Ms. Shuler has a M.S. in Environmental Health Sciences from George Washington University, and a B.A. from Edinboro State University, with majors in Biology and Geology. In the past two years she has received two distinguished awards: the 2008 Washington State Advocacy Award and the 2007 National Science Teachers Association Distinguished Service Award, both given in recognition of her contributions to and demonstrated excellence in science education.
Cindy Van Dover
Duke University Marine Laboratory
Cindy Lee Van Dover is the Harvey W. Smith Professor of Biological Oceanography and the Director of the Marine Laboratory in the Nicholas School of the Environment at Duke University.
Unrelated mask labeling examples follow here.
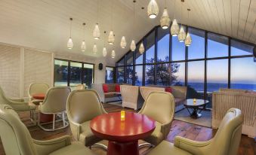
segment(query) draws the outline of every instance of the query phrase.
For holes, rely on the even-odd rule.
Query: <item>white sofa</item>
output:
[[[256,136],[256,93],[247,90],[221,89],[212,93],[212,127],[218,128],[226,112],[239,108],[244,114],[242,132],[248,137]]]

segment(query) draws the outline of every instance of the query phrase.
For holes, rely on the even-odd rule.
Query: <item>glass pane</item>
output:
[[[205,32],[189,28],[192,38],[191,45],[188,47],[188,59],[205,58]]]
[[[70,62],[69,87],[71,90],[76,88],[76,85],[82,84],[82,63]]]
[[[205,62],[188,62],[188,98],[204,98]]]
[[[155,62],[155,31],[146,38],[146,62]]]
[[[54,86],[67,86],[68,62],[54,60]]]
[[[228,56],[228,38],[213,33],[208,33],[208,58]]]
[[[220,88],[227,88],[228,59],[207,61],[207,100],[210,103],[207,108],[211,108],[212,93]]]
[[[168,86],[170,79],[170,64],[159,64],[156,65],[156,84]]]
[[[125,73],[124,67],[117,68],[116,80],[118,84],[124,83],[124,73]]]
[[[155,66],[153,65],[146,65],[145,71],[145,85],[154,84]]]
[[[231,59],[231,88],[256,90],[256,62],[253,57]]]
[[[143,65],[135,66],[135,86],[142,86]]]
[[[253,53],[253,46],[231,40],[231,56],[251,55]]]
[[[125,65],[125,57],[117,62],[117,66]]]
[[[169,61],[169,29],[158,28],[157,62]]]
[[[128,66],[126,68],[126,84],[132,84],[132,71],[133,66]]]
[[[140,43],[138,44],[138,45],[136,47],[136,58],[135,58],[135,64],[143,64],[143,55],[140,54],[139,52],[139,46],[140,46]]]
[[[185,62],[171,63],[171,84],[173,86],[185,86]]]
[[[88,87],[91,87],[91,84],[94,83],[94,67],[92,64],[84,63],[84,84]]]
[[[171,46],[172,61],[184,60],[186,58],[186,46],[184,43],[179,42],[177,36],[172,37]]]
[[[127,59],[126,65],[127,65],[133,64],[133,61],[134,61],[133,60],[133,58],[134,58],[133,54],[134,54],[133,52],[129,52],[129,53],[127,53],[127,56],[126,56],[126,59]]]
[[[105,83],[106,84],[113,84],[114,83],[114,68],[113,67],[106,67],[105,73]]]

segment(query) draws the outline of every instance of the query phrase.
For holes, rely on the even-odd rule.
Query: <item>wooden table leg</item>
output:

She received her Ph.D. from the WHOI-MIT Joint Program in Oceanography and her research interest is in deep-sea ecosystems with a special expertise in chemosynthetic systems. Dr. Van Dover has served as a Navy-certified Pilot-in-Command of the Deep Submergence Vehicle Alvin and currently serves as Chair of the Replacement Human Occupied Vehicle (HOV) Oversight Committee for the National Science Foundation. In addition to her scientific research, she is the author of popular articles and books on deep-sea ecosystems as well as a text book on the ecology of hydrothermal vents, and is curator of a traveling art exhibition that features watercolor paintings of deep-sea animals and landscapes by artist Karen Jacobsen.